Thursday, March 13, 2014


                                     Opening at Valentine
                                            
                      Woody Guthrie’s Wardy Forty: 
              Greystone Park State Hospital Revisited,
                  Opening Friday March 21 from 6-9


            The exhibit runs through Sunday April 13



 A new book by Phillip Buehler, reveals a largely unknown slice of American icon and folk music legend Woody Guthrie’s life. Woody Guthrie’s Wardy Forty brings into view the five years the singer, songwriter, and activist spent as a patient at Greystone Park State Hospital in Morris Plains, New Jersey. Afflicted with Huntington’s disease (HD), Guthrie lived the last 15 years of his life in hospitals, suffering from this degenerative neurological disorder. One of these hospitals was Greystone Park, where he was a patient from 1956 through 1961. He lived in Ward 40 and called it “Wardy Forty.” It was here that 19-year-old Bob Dylan met his idol and the torch was symbolically passed to a new generation of folk singer.

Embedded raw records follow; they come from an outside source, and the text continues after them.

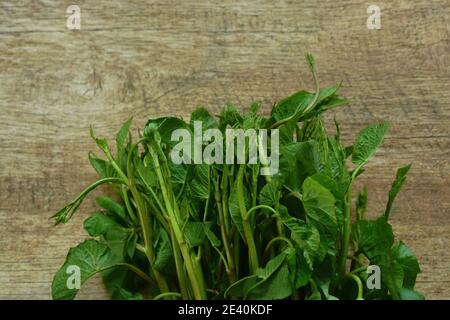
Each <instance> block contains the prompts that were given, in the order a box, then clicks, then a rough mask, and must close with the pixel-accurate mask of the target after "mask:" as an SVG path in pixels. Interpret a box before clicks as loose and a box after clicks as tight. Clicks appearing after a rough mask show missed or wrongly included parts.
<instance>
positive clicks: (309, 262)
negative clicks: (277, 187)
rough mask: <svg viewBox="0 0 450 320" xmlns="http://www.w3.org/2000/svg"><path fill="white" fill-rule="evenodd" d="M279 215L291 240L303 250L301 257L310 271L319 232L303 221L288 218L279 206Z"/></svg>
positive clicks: (290, 216)
mask: <svg viewBox="0 0 450 320" xmlns="http://www.w3.org/2000/svg"><path fill="white" fill-rule="evenodd" d="M279 213H280V218H281V221H282V222H283V224H284V225H285V226H286V227H287V228H288V229H289V230H290V231H291V237H292V239H293V240H294V241H295V242H296V243H297V244H298V245H299V247H300V248H301V249H302V250H303V256H304V257H305V259H306V262H307V263H308V266H309V268H311V269H312V268H313V263H314V259H315V257H316V254H317V251H318V250H319V246H320V234H319V231H318V230H317V229H316V228H315V227H314V226H309V225H307V224H306V222H305V221H303V220H300V219H297V218H294V217H292V216H290V215H289V213H288V211H287V209H286V207H284V206H280V210H279Z"/></svg>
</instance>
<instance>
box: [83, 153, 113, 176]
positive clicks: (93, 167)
mask: <svg viewBox="0 0 450 320" xmlns="http://www.w3.org/2000/svg"><path fill="white" fill-rule="evenodd" d="M89 162H90V163H91V165H92V167H93V168H94V169H95V171H96V172H97V174H98V175H99V176H100V177H101V178H109V177H114V176H115V171H114V168H113V167H112V166H111V164H110V163H109V162H107V161H105V160H102V159H100V158H98V157H97V156H96V155H94V154H93V153H89Z"/></svg>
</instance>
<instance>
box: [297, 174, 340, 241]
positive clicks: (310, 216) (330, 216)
mask: <svg viewBox="0 0 450 320" xmlns="http://www.w3.org/2000/svg"><path fill="white" fill-rule="evenodd" d="M302 202H303V206H304V208H305V211H306V219H307V221H308V223H311V224H313V225H314V226H315V227H316V228H317V229H319V231H323V232H326V233H328V234H329V235H331V236H335V235H336V233H337V220H336V213H335V210H334V204H335V199H334V196H333V194H332V193H331V192H330V191H328V190H327V189H326V188H325V187H324V186H322V185H321V184H320V183H318V182H317V181H315V180H314V179H312V178H310V177H309V178H307V179H306V180H305V181H304V182H303V198H302Z"/></svg>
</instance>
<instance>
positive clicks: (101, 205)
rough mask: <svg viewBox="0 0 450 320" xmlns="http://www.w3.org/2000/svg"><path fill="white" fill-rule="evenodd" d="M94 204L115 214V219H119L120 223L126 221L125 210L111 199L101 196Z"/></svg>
mask: <svg viewBox="0 0 450 320" xmlns="http://www.w3.org/2000/svg"><path fill="white" fill-rule="evenodd" d="M95 202H97V204H98V205H99V206H100V207H102V208H103V209H106V210H108V211H109V212H111V213H113V214H115V215H116V216H117V217H119V218H120V219H121V220H122V221H127V216H126V214H125V209H124V208H123V207H122V206H121V205H120V204H118V203H117V202H115V201H114V200H113V199H111V198H109V197H106V196H101V197H97V198H95Z"/></svg>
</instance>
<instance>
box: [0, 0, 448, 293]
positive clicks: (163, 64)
mask: <svg viewBox="0 0 450 320" xmlns="http://www.w3.org/2000/svg"><path fill="white" fill-rule="evenodd" d="M73 2H74V1H65V0H64V1H50V0H45V1H44V0H40V1H35V0H33V1H31V0H30V1H24V0H15V1H1V2H0V298H1V299H24V298H26V299H28V298H29V299H48V298H50V284H51V279H52V276H53V274H54V272H55V271H56V270H57V268H58V267H59V266H60V265H61V264H62V262H63V260H64V257H65V255H66V252H67V250H68V249H69V248H70V247H71V246H73V245H75V244H76V243H77V242H78V241H80V240H82V239H84V238H85V237H86V234H85V233H84V232H83V230H82V221H83V219H84V218H86V217H87V215H88V213H89V212H90V211H91V210H93V208H94V203H93V199H94V198H93V196H91V197H89V198H88V200H87V201H86V203H85V204H83V205H82V207H81V210H80V212H78V214H77V215H76V216H75V218H74V219H73V221H72V222H71V223H70V224H68V225H66V226H61V227H57V228H54V227H52V225H51V221H49V220H48V217H49V216H50V215H51V214H52V213H54V212H55V211H56V210H58V209H59V208H60V207H61V206H62V205H63V204H65V203H66V202H67V201H68V200H70V199H71V198H72V197H73V196H74V195H76V193H77V192H78V191H80V190H81V188H82V187H83V186H85V185H87V184H88V183H90V182H92V181H93V180H94V179H95V174H94V172H93V170H92V169H91V168H90V167H89V164H88V161H87V152H88V151H90V150H95V148H94V144H93V143H92V142H91V140H90V138H89V134H88V128H89V125H91V124H93V125H95V128H96V131H97V132H98V134H99V135H101V136H105V137H107V138H110V139H111V138H113V136H114V133H115V131H116V130H117V129H118V127H119V125H120V124H121V123H122V122H123V121H124V120H126V119H127V118H128V117H129V116H130V115H133V116H134V117H135V119H136V120H137V121H136V122H135V124H134V130H136V129H137V128H139V127H142V125H143V124H144V123H145V121H146V119H147V118H149V117H155V116H161V115H181V116H187V115H188V114H189V112H191V111H192V110H194V108H195V107H196V106H198V105H204V106H207V107H208V108H211V109H212V110H218V108H219V107H220V106H221V105H223V104H224V103H227V102H231V103H234V104H236V105H239V106H240V107H242V108H244V107H246V106H248V105H249V104H250V102H251V101H253V100H259V101H262V103H263V105H264V112H268V110H269V108H270V106H271V104H272V103H274V102H275V101H277V100H278V99H280V98H282V97H285V96H286V95H289V94H290V93H293V92H294V91H296V90H298V89H312V83H311V79H310V75H309V73H308V71H307V66H306V63H305V62H304V54H305V53H306V52H307V51H311V52H313V53H314V55H315V58H316V62H317V65H318V73H319V79H320V81H321V83H322V85H331V84H334V83H337V82H339V81H341V80H343V90H342V92H343V94H344V95H345V96H346V97H348V98H349V99H350V100H351V105H350V106H349V107H346V108H342V109H339V110H336V112H335V113H334V114H335V115H336V117H337V119H338V120H339V121H340V122H341V123H342V124H343V125H342V131H343V135H344V137H345V139H346V140H347V141H352V139H354V137H355V134H356V133H357V132H358V130H359V129H361V128H362V127H364V126H365V125H367V124H369V123H372V122H375V121H379V120H387V121H389V122H390V124H391V130H390V132H389V135H388V136H387V139H386V141H385V143H384V145H383V147H382V148H381V150H380V151H379V152H378V153H377V156H376V157H375V159H374V160H373V161H372V162H371V163H370V165H369V167H368V170H367V172H366V174H365V176H364V177H363V178H362V181H361V183H360V184H359V185H360V186H361V185H362V184H363V183H366V184H368V185H369V209H370V214H371V215H372V216H375V215H376V214H378V213H379V212H380V211H381V210H382V209H383V206H384V203H385V201H386V198H387V190H388V188H389V186H390V184H391V181H392V179H393V177H394V175H395V169H396V167H398V166H400V165H404V164H407V163H412V164H413V166H412V169H411V172H410V175H409V177H408V181H407V184H406V186H405V188H404V190H402V192H401V194H400V195H399V198H398V201H397V204H396V208H395V213H394V214H393V217H392V218H393V224H394V228H395V230H396V232H397V234H398V236H399V238H401V239H403V240H404V241H405V242H406V243H407V244H408V245H410V246H411V247H412V248H413V249H414V250H415V252H416V253H417V255H418V258H419V261H420V263H421V267H422V271H423V273H422V274H420V276H419V277H418V284H417V287H418V289H419V290H421V291H423V292H424V293H425V294H426V296H427V297H428V298H435V299H449V298H450V285H449V283H450V254H449V249H450V197H449V195H450V179H449V172H450V162H449V158H450V129H449V126H450V61H449V59H450V55H449V53H450V40H449V34H450V31H449V26H450V6H449V5H448V1H447V0H417V1H407V0H398V1H387V0H386V1H380V0H377V1H375V3H376V4H377V5H379V6H380V7H381V12H382V29H381V30H368V29H367V27H366V19H367V16H368V15H367V13H366V8H367V6H368V5H369V4H370V3H368V2H366V1H360V0H344V1H315V0H314V1H313V0H305V1H294V0H292V1H289V0H284V1H278V2H277V4H276V5H274V4H273V2H272V1H268V0H259V1H248V0H245V1H239V2H235V3H233V2H231V1H223V0H222V1H217V0H214V1H198V0H195V1H194V0H183V1H173V0H169V1H144V0H130V1H125V0H120V1H106V0H96V1H93V0H92V1H84V0H78V1H75V2H76V3H77V4H78V5H79V6H80V7H81V18H82V20H81V30H80V31H68V30H67V28H66V13H65V12H66V8H67V6H68V5H69V4H72V3H73ZM332 116H333V113H331V114H330V115H329V116H328V117H327V118H328V119H329V120H331V119H332ZM80 297H81V298H85V299H92V298H105V297H106V295H105V291H104V289H103V287H102V286H101V285H100V282H99V279H92V280H91V281H90V282H89V286H88V287H86V288H83V289H82V291H81V294H80Z"/></svg>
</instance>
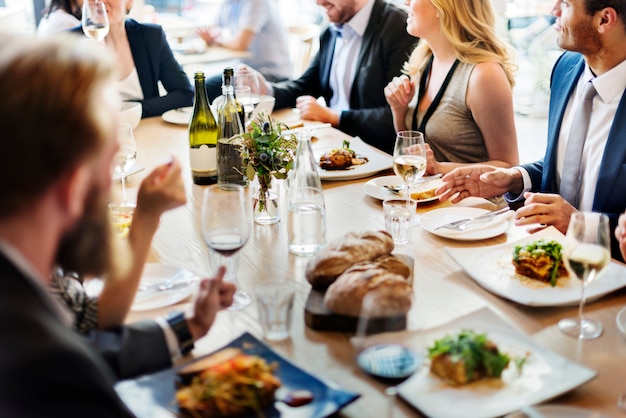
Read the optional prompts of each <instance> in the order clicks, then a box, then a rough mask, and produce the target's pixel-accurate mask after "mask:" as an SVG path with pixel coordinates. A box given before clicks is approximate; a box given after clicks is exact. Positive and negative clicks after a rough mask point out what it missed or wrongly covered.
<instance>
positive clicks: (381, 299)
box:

Phillip Buehler has spent much of his life climbing over fences and into windows to explore the ruins of 20th century America. Greystone Park had been abandoned for over 40 years when Buehler first slipped past the state police station and climbed through an open window. After coming across thousands of negatives in the deserted darkroom, he researched the hospital and discovered that Woody Guthrie once lived there. He reached out to Guthrie’s daughter Nora Guthrie at the Woody Guthrie Foundation & Archives, who gave him Guthrie’s case number. Buehler was then able to pull negatives from Guthrie’s files at Greystone Park, beginning a 10-year journey that led to Woody Guthrie’s Wardy Forty: Greystone Park State Hospital Revisited.

The exhibit at Valentine will focus on, historic photographs, projections and items from the files at Greystone as well as new photographs by Buehler The book will be available for viewing and purchase.